StringBuffer sb; // Used to build up string from repeated scans.
Pattern p = Pattern.compile(regex); // Compiles regular expression into Pattern.
Matcher m = p.matcher(s); // Creates Matcher with subject s and Pattern p.

Result
Method
Description

Creating a Pattern

p =
Pattern.compile(regex);
Creates Pattern based on regex. May throw PatternSyntaxException.

p =
Pattern.compile(regex, f);
As above. Flag f can be Pattern.CASE_INSENSITIVE, ....

Finding pattern matches

b =
m.find();
True if pattern can be found in the subject string. First call starts trying at beginning of string. Subsequent calls start after last character previously matched, which makes it good for a while loop.

b =
m.find(i);
True if pattern can match somewhere at or after position i.

b =
m.matches();
True if pattern matches entire subject string.

b =
Pattern.matches(regex, s);
As above, but less efficient if regex used more than once.

b =
m.lookingAt();
True if pattern matches starting at first char.

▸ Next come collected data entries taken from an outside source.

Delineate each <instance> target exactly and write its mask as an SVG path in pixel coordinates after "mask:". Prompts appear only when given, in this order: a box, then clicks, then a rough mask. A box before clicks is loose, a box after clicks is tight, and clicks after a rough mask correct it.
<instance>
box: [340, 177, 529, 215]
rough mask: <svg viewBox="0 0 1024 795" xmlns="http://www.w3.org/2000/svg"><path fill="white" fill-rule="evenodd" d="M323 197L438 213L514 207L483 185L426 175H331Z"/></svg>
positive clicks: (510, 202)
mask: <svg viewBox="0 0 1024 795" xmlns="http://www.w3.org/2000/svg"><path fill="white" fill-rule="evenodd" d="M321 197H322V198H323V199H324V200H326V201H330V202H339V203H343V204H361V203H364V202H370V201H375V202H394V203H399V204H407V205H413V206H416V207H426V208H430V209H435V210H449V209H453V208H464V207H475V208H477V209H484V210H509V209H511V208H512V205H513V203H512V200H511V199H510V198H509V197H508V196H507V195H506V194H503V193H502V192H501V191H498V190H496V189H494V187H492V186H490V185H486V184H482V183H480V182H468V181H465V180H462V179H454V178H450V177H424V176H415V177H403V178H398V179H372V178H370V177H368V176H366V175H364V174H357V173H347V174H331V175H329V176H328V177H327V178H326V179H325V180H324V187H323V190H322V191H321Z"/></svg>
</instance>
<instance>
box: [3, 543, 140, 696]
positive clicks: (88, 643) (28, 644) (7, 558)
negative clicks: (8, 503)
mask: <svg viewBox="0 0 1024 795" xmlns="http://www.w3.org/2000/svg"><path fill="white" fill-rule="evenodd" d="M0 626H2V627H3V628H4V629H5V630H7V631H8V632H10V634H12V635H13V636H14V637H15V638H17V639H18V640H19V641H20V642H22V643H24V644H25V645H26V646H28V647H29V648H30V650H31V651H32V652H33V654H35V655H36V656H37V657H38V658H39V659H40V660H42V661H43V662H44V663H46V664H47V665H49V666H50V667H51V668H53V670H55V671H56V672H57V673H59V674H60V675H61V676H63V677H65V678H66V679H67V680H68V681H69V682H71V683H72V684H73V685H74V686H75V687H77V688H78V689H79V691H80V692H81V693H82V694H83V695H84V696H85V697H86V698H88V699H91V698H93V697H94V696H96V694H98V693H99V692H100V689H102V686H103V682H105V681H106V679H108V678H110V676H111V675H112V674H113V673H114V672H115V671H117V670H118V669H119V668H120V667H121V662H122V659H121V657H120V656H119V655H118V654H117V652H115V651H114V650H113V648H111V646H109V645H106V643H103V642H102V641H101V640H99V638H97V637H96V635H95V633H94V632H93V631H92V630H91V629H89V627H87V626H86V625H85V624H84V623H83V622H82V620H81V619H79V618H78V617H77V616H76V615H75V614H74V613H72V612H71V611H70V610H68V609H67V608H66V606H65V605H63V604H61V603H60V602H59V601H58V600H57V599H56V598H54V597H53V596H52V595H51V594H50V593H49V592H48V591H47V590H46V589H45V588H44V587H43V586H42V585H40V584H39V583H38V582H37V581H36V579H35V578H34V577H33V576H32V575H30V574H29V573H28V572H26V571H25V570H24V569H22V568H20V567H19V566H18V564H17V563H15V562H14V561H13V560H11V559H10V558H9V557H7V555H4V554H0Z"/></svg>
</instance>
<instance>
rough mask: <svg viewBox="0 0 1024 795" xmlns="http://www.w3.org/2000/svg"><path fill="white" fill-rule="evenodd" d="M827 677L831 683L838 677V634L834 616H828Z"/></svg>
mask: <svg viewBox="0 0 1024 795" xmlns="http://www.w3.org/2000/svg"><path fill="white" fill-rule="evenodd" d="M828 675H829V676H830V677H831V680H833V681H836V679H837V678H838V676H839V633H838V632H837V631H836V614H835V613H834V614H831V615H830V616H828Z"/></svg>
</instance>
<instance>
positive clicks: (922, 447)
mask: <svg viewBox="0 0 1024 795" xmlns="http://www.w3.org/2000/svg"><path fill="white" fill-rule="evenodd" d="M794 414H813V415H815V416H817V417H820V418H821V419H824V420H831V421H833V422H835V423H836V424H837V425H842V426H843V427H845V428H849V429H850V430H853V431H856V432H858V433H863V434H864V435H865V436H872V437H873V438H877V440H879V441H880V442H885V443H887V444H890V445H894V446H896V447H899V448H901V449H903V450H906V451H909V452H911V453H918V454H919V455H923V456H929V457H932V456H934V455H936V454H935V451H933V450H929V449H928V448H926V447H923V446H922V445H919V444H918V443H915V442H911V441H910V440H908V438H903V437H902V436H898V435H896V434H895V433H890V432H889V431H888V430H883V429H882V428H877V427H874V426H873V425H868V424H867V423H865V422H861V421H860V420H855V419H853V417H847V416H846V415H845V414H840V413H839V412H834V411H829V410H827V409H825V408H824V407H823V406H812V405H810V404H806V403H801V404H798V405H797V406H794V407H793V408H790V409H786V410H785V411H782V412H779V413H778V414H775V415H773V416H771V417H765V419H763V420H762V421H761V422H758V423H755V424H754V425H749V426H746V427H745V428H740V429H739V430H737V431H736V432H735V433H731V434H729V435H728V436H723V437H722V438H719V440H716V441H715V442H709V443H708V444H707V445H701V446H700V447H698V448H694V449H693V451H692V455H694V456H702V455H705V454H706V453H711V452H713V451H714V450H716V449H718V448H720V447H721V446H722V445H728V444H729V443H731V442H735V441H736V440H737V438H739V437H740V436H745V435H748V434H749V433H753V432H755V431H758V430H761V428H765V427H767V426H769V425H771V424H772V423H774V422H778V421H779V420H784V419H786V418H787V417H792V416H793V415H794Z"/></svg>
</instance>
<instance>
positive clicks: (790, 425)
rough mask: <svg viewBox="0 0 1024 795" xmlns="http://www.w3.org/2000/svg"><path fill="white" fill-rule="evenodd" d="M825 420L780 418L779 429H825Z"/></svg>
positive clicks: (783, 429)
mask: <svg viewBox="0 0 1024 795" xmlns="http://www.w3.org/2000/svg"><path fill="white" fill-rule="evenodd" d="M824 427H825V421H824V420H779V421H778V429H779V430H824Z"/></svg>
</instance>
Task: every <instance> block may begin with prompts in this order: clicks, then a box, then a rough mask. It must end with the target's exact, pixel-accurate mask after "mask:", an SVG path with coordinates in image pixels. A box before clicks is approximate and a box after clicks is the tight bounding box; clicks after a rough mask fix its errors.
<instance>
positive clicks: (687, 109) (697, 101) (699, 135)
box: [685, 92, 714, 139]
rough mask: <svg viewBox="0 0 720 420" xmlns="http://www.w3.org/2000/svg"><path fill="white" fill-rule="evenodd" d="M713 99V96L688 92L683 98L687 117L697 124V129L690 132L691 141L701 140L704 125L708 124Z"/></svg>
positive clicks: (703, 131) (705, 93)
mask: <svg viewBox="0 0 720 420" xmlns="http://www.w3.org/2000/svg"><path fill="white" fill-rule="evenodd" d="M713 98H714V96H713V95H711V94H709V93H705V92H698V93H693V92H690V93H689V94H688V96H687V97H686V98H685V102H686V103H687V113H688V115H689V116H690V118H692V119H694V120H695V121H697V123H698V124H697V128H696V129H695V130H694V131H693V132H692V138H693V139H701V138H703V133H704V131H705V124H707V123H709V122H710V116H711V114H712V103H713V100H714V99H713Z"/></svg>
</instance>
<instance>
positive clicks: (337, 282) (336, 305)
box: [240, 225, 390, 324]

Getting results of last pattern match. Corresponds to group 0, then entire match.

s =
m.group();
String which was matched.

i =
m.start();
Index of first character of match.

i =
m.end();
Index of last character plus 1 of match.

Getting group results of last match

s =
m.group(g);
String which was matched by group g.

i =
m.start(g);
Index of first character of group g.

i =
m.end(g);
Index of last character plus 1 of group g.

n =
m.groupCount();
Number of groups that were matched.

Misc

m =
m.reset();
Resets Matcher m so that next find starts at beginning.

m =
m.reset(cs);
Resets Matcher m to match subject cs.

Replacing text

s =
m.replaceFirst(rep);
Returns string which is subject with first match replaced by rep.

s =
m.replaceAll(rep);
Returns string with all matches replaced by rep.

Building replacement in a StringBuffer

m =
m.appendReplacement(sb, s);
When it matches, (1) everything skipped before the match is appended to the StringBuffer sb, then (2) it appends s, with "$n" replaced by group n.

sb =
m.appendTail(sb);
Appends last part that m didn't match to StringBuffer. Useful after loop calling appendReplacement() to finish.